Djibouti-Ville
"La chaleur ici n'est pas un phénomène météorologique — c'est une présence physique avec laquelle on apprend à négocier."
Je suis arrivé à Djibouti-Ville à deux heures du matin et la chaleur m’a frappé avant même que j’aie franchi le seuil de l’aérogare — quarante degrés et absolument immobile, le golfe de Tadjourah plat et noir au-delà des grues du port. Un homme à la station de taxis m’a demandé d’où je venais, a hoché la tête quand j’ai répondu France, et m’a dit sans la moindre ironie que je me trouvais dans le pays le plus intéressant du monde. Je n’étais pas en position de le contredire. Il y avait quelque chose dans ce moment — l’air de fournaise, les lumières lointaines d’un porte-conteneurs chinois, l’étrange dignité d’un homme formulant cette affirmation à minuit dans un parking — auquel je ne cesse de revenir.

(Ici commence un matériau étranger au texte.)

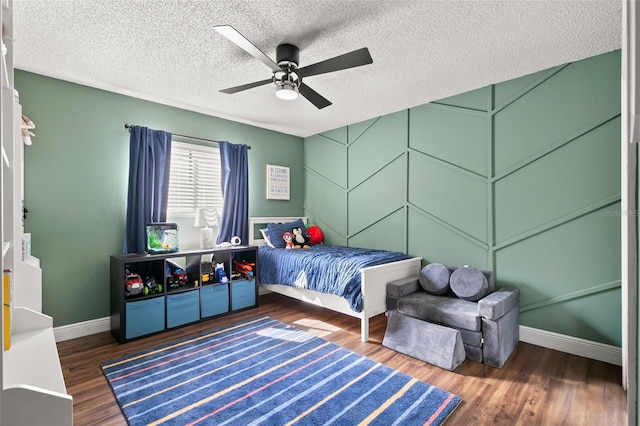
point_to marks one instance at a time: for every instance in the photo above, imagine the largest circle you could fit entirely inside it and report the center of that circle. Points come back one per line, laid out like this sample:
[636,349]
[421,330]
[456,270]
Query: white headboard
[255,223]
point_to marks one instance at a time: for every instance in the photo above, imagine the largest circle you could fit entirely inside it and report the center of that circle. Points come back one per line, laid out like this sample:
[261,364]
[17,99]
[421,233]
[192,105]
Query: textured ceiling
[167,51]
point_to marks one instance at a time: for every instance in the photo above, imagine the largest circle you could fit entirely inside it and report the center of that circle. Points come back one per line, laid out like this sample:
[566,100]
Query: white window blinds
[194,179]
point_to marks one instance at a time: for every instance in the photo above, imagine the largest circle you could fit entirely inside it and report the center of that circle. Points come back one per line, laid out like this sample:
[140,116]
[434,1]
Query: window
[194,179]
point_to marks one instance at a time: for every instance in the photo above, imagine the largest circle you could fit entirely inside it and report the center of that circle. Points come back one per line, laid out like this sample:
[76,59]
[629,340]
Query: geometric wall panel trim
[390,185]
[475,99]
[524,200]
[326,200]
[553,265]
[436,243]
[331,235]
[527,189]
[571,99]
[383,140]
[337,135]
[452,195]
[508,91]
[389,233]
[355,130]
[327,158]
[455,135]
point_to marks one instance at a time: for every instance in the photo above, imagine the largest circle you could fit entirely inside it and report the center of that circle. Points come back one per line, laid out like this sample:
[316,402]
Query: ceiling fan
[287,77]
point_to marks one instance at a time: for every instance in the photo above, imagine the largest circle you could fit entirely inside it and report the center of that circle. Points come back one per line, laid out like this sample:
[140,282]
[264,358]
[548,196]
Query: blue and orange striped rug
[262,371]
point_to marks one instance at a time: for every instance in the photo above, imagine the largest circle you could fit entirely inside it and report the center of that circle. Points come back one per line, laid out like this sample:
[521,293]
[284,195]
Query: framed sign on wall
[277,182]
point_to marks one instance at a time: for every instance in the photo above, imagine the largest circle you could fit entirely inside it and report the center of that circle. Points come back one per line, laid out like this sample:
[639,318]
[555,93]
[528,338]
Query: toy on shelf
[133,285]
[206,271]
[244,268]
[221,275]
[151,286]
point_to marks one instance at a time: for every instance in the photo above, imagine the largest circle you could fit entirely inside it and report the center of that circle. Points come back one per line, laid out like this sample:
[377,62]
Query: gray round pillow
[469,283]
[434,279]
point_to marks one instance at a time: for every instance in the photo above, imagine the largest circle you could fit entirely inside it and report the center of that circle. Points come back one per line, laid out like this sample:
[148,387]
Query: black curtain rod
[128,126]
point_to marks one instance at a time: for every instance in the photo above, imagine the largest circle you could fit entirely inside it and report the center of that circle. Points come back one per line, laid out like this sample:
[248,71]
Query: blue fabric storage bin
[243,294]
[214,300]
[183,308]
[144,317]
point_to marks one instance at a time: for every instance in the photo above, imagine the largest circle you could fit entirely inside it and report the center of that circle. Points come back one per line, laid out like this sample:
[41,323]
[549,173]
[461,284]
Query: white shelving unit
[33,390]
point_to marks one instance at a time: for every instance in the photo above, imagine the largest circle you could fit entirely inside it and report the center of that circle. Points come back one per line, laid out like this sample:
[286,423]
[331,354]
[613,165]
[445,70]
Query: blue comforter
[323,268]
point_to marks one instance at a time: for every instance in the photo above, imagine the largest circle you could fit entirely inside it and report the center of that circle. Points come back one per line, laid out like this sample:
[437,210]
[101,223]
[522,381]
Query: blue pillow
[276,230]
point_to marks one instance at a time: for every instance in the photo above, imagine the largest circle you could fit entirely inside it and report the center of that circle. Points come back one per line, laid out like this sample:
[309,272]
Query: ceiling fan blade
[246,86]
[234,36]
[348,60]
[312,96]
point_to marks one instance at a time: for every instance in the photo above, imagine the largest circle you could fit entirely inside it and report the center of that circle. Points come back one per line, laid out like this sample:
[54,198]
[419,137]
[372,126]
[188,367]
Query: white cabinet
[32,388]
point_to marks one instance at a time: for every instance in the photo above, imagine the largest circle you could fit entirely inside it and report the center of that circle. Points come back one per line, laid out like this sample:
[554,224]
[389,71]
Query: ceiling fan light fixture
[287,91]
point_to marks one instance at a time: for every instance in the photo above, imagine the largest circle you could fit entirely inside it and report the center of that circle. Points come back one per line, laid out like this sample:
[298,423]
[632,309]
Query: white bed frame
[374,281]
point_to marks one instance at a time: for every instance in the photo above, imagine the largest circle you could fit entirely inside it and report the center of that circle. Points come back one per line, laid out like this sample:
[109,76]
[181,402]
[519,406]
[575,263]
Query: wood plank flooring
[537,386]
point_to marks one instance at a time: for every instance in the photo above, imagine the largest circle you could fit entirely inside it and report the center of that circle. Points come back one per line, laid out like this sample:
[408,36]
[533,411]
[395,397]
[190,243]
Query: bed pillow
[434,279]
[265,236]
[469,283]
[275,231]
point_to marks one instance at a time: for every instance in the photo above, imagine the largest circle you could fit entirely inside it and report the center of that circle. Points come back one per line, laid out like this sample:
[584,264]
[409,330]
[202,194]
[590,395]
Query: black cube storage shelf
[151,293]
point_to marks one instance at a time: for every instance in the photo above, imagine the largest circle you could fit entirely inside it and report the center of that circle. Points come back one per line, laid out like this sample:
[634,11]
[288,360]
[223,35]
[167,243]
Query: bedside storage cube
[214,300]
[183,308]
[155,292]
[243,294]
[144,317]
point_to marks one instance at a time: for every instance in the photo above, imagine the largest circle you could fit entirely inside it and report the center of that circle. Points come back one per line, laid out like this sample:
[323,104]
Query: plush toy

Djibouti-Ville n’est pas belle au sens conventionnel du terme. Son quartier colonial — la Place Ménélik avec ses façades enlacées de bougainvillées et les vieux bâtiments administratifs laissés par les Français — porte son abandon avec honnêteté. Le plâtre tombe en plaques. Les balcons rouillent. Et pourtant, de bon matin, quand la lumière sur le golfe devient or pâle et que la corniche se remplit de femmes en dirac aux couleurs vives et de soldats de la Légion étrangère qui trottent en colonne serrée, la ville atteint une sorte de beauté improbable par sa pure spécificité. Il n’y a pas d’autre endroit comme celui-là.

Le Marché Central est l’endroit où les nombreuses strates de la ville se pressent le plus vivement. Des marchands yéménites avec des sacs de cumin et de citron séché opèrent à côté de femmes somaliennes vendant du khat — la feuille légèrement stimulante que tout le monde à Djibouti semble mâcher à partir de midi environ, les joues gonflant progressivement au fil de l’après-midi. Des commerçants éthiopiens vendent de l’injera et de la pâte berbéré depuis des tables pliantes entre des vendeurs de plastiques chinois et de téléphones d’occasion. L’odeur est celle du poisson et de la coriandre et de la douce saveur d’une mangue qui se décompose gentiment dans la chaleur. J’ai acheté des samossas à une femme qui communiquait sans aucune langue commune et était pourtant plus efficace que la plupart des transactions que j’ai gérées de ma vie.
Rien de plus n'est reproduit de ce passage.